Gas prices are already too high for her. And Appel doesn’t know how she might deal with any increase after January. Projected increases range from 10 cents to 69 cents a gallon. But that doesn’t really worry John Lovell. He says he’d probably be more thoughtful about his driving.
“Like, on the weekend I’ll run all the errands in the family. I’ll do all the shopping," he says. "What I’ll do a lot is I’ll split it up during the day. I’d probably do it all as one trip. You know, just little things like that.”
But some politicians are worried about possible spikes in gas prices. Sixteen Assembly Democrats have sent a letter to Governor Jerry Brown’s administration asking for a delay and a bill has been introduced that would postpone the change. Political consultant Mike Madrid says those politicians have good reason to be concerned. He says voters would likely blame incumbents if gas prices go up.

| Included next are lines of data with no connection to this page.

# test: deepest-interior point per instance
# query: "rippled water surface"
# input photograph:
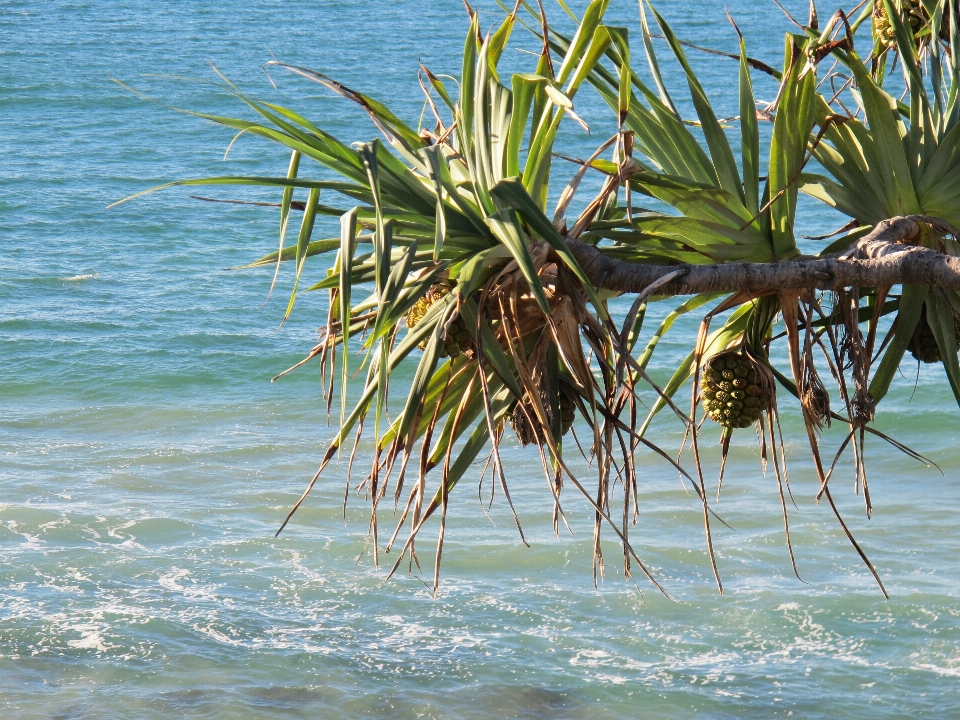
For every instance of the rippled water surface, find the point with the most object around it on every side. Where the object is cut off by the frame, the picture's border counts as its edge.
(146, 460)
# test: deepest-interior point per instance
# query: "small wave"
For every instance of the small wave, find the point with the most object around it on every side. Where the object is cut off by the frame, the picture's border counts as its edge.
(78, 278)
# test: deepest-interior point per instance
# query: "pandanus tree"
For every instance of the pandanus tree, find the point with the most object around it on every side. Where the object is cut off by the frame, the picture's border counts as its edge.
(449, 260)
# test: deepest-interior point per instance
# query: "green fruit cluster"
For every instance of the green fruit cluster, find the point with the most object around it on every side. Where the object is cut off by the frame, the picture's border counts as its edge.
(923, 345)
(732, 395)
(419, 309)
(458, 337)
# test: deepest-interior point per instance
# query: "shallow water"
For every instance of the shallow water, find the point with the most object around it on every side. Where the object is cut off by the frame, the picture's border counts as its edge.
(146, 460)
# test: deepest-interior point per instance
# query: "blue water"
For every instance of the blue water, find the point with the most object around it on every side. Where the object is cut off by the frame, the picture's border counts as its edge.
(146, 460)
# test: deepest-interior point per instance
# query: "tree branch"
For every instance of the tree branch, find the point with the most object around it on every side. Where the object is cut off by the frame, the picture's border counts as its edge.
(884, 257)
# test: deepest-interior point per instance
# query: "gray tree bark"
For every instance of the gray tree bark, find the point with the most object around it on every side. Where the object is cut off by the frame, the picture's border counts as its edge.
(884, 257)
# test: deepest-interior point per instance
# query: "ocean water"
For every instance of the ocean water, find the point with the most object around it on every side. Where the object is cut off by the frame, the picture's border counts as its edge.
(146, 460)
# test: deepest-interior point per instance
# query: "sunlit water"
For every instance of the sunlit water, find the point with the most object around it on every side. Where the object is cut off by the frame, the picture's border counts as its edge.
(146, 460)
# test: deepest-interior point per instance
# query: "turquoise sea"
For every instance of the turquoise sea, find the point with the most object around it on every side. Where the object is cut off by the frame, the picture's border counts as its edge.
(146, 460)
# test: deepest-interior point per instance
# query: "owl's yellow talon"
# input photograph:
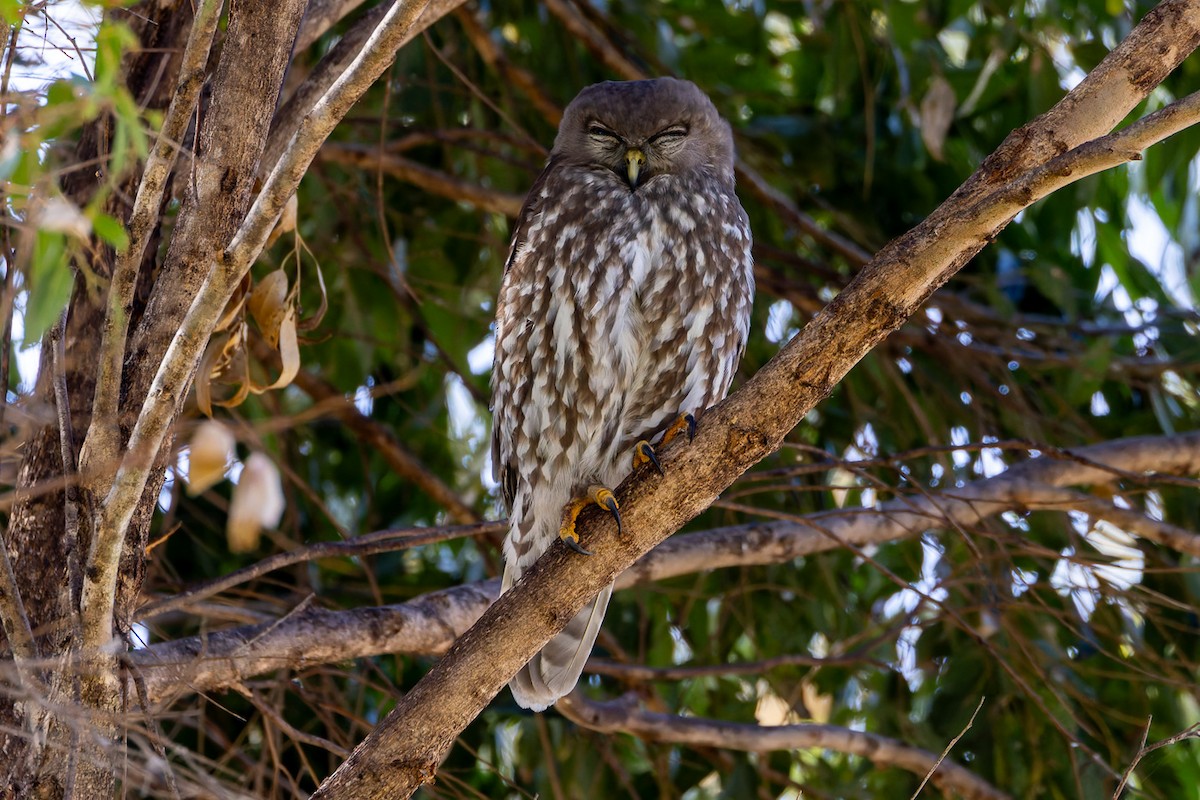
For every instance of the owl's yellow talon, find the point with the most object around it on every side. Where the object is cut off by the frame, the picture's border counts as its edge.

“If gas prices were to go up 15 cents, you would start to see some political shake out. If it goes up 25, 30, 40 cents? You would see an earthquake," he says.
And California’s been though a similar political earthquake before during the state’s 2000 energy crisis.
“Good example of that would be when Gray Davis is Governor and the lights go out in California. Whether or not he was responsible f it or not is of absolutely no consequence," Madrid says. "The voters are going to want someone’s head on a platter, they’re going to get it.”
Several business groups are worried. A recent event by the National Federation of Independent Business featured small business owners such as Travis Hausauer. He runs a chain of hamburger restaurants and says his suppliers would likely pass any cost increases onto him and he’d have to pass them on to his customers.
“What’s gonna happen is we’re going to get to a point in California where we’re gonna have $20 hamburgers," he says. "People won’t be able to afford them and I won’t be able to sell them so we’ll have to close our doors.”
The Western States Petroleum Association paid for a study that found prices could rise between 14 to 69 cents a gallon. And the state’s independent Legislative Analyst’s Office says prices will likely go up 13 to 20 cents a gallon by 2020.
But Democratic Party leaders are not swayed. And in response to the letter from Assembly Democrats, the Air Resources Board points out petroleum-based transportation fuels make up almost 40 percent of California’s greenhouse gas emissions. The board says leaving them out of the program would undermine efforts to create cleaner fuels.
UC Davis’ Amy Jaffe says staying the course is the right call. Jaffe is the University’s Executive Director of Energy and Sustainability and an expert on energy policy. She doubts whether the change will actually cause gas prices to rise.
“The United States is a major exporter of gasoline and diesel fuel," she says. "And so we’re not in a situation where there’s a shortage of fuel and so the market should be able to respond.”
Jaffe’s prediction is backed up by other academic opinions that suggest gas prices could go up about ten cents a gallon, well within normal price fluctuations. And the California Air Resources Board is now saying it doesn’t anticipate any discernable rise in prices. That would be good news for drivers, and, perhaps, even better news for politicians.